Dugaan korban terserang penyakit itu semakin kuat, setelah polisi mendengar keterangan dari keponakan korban, Boby Rano Purwanto (37). Bahkan, Sabtu (17/11/2012) lalu, korban sempat meminta Boby untuk membelikan obat viostin-ds. Obat itu biasanya kerap dikonsumsi korban jika penyakitnya dirasa hendak kambuh.

"Itu obat untuk asam urat.

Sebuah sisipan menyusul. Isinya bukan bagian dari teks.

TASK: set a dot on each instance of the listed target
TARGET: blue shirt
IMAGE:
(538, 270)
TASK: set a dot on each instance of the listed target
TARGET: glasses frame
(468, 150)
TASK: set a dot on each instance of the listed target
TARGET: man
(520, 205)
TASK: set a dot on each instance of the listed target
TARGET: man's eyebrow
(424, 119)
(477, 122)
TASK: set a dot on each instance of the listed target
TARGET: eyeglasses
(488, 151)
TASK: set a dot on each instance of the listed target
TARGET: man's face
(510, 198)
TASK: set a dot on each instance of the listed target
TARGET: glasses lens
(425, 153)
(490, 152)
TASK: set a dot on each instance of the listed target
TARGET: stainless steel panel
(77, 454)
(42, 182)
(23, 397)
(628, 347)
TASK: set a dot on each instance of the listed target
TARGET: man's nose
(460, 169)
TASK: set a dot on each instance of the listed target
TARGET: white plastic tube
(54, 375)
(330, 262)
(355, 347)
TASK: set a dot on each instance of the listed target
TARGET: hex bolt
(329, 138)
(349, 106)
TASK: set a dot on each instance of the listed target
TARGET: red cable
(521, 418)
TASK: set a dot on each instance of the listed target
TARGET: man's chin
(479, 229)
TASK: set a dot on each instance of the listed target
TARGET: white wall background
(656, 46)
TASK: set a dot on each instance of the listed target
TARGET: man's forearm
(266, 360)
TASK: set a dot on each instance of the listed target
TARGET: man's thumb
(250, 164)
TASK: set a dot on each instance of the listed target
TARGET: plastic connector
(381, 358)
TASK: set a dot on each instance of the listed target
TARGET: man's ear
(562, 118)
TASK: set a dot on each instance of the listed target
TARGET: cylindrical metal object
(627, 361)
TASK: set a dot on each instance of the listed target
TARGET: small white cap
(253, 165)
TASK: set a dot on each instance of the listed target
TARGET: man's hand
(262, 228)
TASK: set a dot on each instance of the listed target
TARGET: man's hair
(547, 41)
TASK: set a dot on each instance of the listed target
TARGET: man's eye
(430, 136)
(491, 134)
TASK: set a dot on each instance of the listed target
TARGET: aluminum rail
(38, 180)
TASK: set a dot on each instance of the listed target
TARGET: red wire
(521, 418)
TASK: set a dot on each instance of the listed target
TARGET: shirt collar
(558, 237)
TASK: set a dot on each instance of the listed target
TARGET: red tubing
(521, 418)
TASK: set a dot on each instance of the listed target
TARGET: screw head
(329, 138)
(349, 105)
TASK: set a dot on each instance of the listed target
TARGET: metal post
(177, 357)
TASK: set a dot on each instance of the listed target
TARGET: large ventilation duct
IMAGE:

Karena selama ini korban memang punya penyakit asam urat dan hypertensi," papar AKP Mas Akhmad Sujalmo.

Namun, semua itu baru dugaan sementara berdasarkan hasil penyelidikan di lokasi kejadian, yakni di rumah korban di Vila Panji Asri, Desa Curah Jeru, Kecamatan Panji. Untuk memastikan penyebab kematian korban, polisi tetap membawa mayat Ahmadi Sutrisno ke RSU dr Abdoer Rahem Situbondo untuk diotopsi.

"Tapi untuk penyebab pasti kematian korban kami tetap menunggu hasil otopsi dari dokter," pungkas Mas Akhmad Sujalmo.

Diberitakan sebelumnya, seorang kakek pensiunan karyawan PG ditemukan tewas di dalam rumahnya Perumahan Vila Panji Asri, Situbondo, Kamis (22/11/2012). Tubuh Ahmadi Sutrisno (66) ditemukan tertelungkup bersimbah darah di ruang tengah.

Kuat dugaan korban sudah meregang nyawa beberapa hari lalu. Saat ditemukan kondisi tubuh Ahmadi Sutrisno sudah bengkak dan menebarkan aroma menyengat. Di lantai keramik sekitar mayat pensiunan karyawan PG Pandjie itu ditemukan banyak darah yang sudah mengering dan mulai menghitam.